La data dell'eruzione del Vesuvio del 79 d.C. è attestata da una lettera di Plinio il Giovane a Tacito. Nella variante universalmente ritenuta più attendibile del manoscritto, si legge nonum kal. septembres cioè nove giorni prima delle Calende di settembre, data che corrisponde al 24 agosto.

L'attuale Vesuvio ha un'altezza minore rispetto a quella che aveva in epoca romana, quando i due pendii si univano in un'unica cima. Molti degli abitanti delle città vesuviane non furono in grado di trovare una via di fuga, l'improvvisa e sopraffacente pioggia di cenere e lapilli fece sì che non pochi di loro perissero nelle strade.

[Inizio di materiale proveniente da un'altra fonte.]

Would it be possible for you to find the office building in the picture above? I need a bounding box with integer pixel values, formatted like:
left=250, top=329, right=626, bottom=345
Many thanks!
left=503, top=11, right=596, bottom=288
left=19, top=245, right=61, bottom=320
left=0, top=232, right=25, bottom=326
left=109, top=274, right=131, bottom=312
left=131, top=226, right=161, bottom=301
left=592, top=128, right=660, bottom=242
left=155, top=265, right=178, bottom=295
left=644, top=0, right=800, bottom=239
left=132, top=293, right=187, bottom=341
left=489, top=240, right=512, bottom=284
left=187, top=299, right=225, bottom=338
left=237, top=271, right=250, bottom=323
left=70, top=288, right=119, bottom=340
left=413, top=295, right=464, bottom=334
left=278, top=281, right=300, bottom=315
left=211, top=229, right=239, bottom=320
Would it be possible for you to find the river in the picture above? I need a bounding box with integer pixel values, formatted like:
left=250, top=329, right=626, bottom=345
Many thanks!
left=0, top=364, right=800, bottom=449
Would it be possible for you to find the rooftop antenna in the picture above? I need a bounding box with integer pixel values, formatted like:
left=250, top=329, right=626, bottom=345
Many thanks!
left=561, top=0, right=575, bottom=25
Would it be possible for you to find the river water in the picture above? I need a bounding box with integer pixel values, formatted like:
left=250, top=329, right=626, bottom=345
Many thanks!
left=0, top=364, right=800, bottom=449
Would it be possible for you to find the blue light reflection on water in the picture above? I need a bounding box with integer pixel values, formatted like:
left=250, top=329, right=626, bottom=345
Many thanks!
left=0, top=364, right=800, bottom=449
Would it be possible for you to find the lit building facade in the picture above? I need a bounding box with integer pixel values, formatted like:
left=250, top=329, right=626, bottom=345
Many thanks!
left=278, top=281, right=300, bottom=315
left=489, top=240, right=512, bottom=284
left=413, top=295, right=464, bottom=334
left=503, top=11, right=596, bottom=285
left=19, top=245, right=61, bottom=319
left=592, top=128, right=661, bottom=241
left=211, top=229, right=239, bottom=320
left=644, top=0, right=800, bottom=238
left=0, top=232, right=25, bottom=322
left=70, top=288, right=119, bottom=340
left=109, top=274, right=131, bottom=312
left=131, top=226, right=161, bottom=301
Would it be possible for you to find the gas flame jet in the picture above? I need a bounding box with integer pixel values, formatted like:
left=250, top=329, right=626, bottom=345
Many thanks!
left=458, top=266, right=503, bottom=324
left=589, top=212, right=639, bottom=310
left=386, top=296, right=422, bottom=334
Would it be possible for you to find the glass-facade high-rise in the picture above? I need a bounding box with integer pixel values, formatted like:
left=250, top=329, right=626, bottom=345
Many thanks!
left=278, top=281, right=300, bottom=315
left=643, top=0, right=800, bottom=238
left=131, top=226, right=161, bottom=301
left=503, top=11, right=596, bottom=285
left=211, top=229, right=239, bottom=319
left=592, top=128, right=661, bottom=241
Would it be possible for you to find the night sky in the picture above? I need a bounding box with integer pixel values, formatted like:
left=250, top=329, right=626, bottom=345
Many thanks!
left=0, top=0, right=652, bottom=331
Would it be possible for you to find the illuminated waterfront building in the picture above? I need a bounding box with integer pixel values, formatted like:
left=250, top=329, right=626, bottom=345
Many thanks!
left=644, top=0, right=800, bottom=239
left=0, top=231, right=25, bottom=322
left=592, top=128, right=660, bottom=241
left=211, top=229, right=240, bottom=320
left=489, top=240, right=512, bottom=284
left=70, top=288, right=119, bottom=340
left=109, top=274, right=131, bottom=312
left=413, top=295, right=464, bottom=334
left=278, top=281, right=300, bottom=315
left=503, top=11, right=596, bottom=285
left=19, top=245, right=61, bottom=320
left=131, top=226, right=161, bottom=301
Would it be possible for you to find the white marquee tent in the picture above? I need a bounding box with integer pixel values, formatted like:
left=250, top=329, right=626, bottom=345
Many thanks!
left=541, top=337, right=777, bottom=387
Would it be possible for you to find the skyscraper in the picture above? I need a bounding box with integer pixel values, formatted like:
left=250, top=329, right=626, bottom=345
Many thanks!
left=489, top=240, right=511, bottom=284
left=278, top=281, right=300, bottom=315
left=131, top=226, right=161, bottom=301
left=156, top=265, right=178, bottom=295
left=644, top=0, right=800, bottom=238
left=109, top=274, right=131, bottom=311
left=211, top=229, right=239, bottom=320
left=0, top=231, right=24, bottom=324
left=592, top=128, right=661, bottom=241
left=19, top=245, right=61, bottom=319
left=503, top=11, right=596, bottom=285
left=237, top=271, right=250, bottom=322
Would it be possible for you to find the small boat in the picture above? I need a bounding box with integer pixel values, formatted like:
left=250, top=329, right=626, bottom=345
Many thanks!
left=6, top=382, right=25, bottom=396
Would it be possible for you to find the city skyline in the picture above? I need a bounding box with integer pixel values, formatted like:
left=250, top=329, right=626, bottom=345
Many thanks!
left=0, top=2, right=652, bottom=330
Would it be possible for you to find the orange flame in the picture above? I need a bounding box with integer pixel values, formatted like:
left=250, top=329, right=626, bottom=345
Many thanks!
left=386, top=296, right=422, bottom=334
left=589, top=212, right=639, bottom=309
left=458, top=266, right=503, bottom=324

Le città stesse scomparvero alla vista, sepolte sotto almeno 10 metri di materiali eruttivi. Le desolate distese che avevano visto la vita vivace e ricca, ora erano evitate e oggetto di terrori superstiziosi.

Le caratteristiche dei fenomeni che interessarono Pompei e Stabia furono differenti rispetto ad Ercolano: le prime furono sommerse da una pioggia di cenere e lapilli che, salvo un intervallo di alcune ore (trappola mortale per tanti che rientrarono alla ricerca di persone care e oggetti preziosi), cadde ininterrotta. Ercolano invece non fu investita nella prima fase, ma quasi dodici ore dopo e, sino alle recenti scoperte degli anni '80, si era pensato che tutti gli abitanti si fossero posti in salvo. La natura dei fenomeni che interessarono questo piccolo centro (Ercolano), fu molto diversa. Infatti, ciò che accadde fu che il gigantesco pino di materiali eruttivi prese a collassare e, per effetto del vento, un'infernale mistura di gas roventi, ceneri e vapore acqueo (il cosiddetto flusso piroclastico) investì l'area di Ercolano. Coloro che si trovavano all'aperto ebbero forse miglior sorte, vaporizzati all'istante, di chi trovandosi al riparo ha lasciato tracce di una morte che, pur rapida, ebbe caratteristiche tremende. Il fenomeno è oggi conosciuto come "nube ardente" o frane piroclastiche.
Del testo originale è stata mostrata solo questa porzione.